I realize after re-reading my last couple of blogs that I was experiencing such immense shame and doubt over my behavior that my words didn't express much other than that. I apologize for it, because there were other emotions circling in my mind. The morning after I wrote, my mother and I went to a friend's house for breakfast. It was difficult for me participating in all of these functions for the time that my mother was in Boulder because I felt as though our friendship had turned inside out. I felt like I was walking on egg shells but didn't want to be. I felt like I needed to judge myself and then ashamed that I would. I felt like I couldn't be carefree with her and joke around because I was behaving like a toddler. I didn't know who I was, and therefore was having such a difficult time relating to the people around me.

But as we arrived at this breakfast, I was speaking to the hostess as my mother was outside, and she was listening closely to my story and what I had to say. She told me something important initially and that was (not exact quote) "I hear your shame and doubt, and I see that you are going over in your mind how unfathomable it is to be back at square one. But I want you to replace those two emotions with gratefulness. Now is the moment to be truly thankful that you are so young and learning this lesson."

And how right she is. For the first time in my life, I found myself not marinating in the negative of how I was feeling because of my actions. I was finding it all but impossible to separate my behavior from who I was as a person. And all I could see in my view was how horribly I had acted, and how that made me feel. When instead, I feel as though it came at a critical time to examine the behavior, separate it from who Greer Van Dyck is at the core, and be thankful that from that point on, I would bloom into a new kind of flower.

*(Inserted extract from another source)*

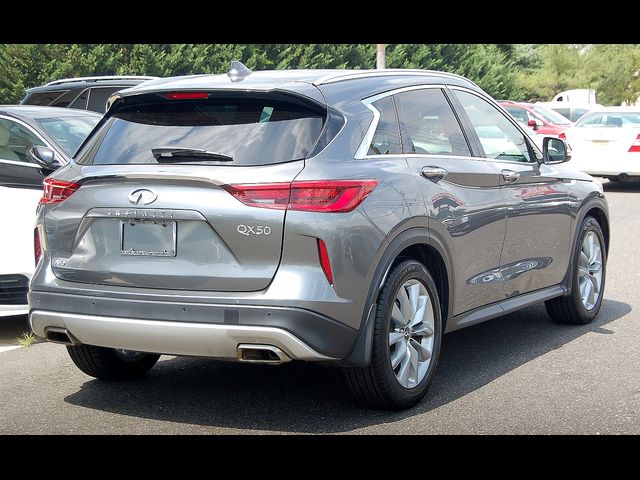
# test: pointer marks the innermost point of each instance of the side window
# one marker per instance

So here I am right now. Able to reflect on those many emotions I was experiencing all at once during the week, speak again to my mother, come to a beautiful place with her, and really appreciate where I am now versus seven days ago. It is truly remarkable how within one shell I can change into so many things. I feel like my transformation and evolution is occurring daily. I said it in my first blog, every day is a lesson. But through that, it is critical to be one thing: grateful.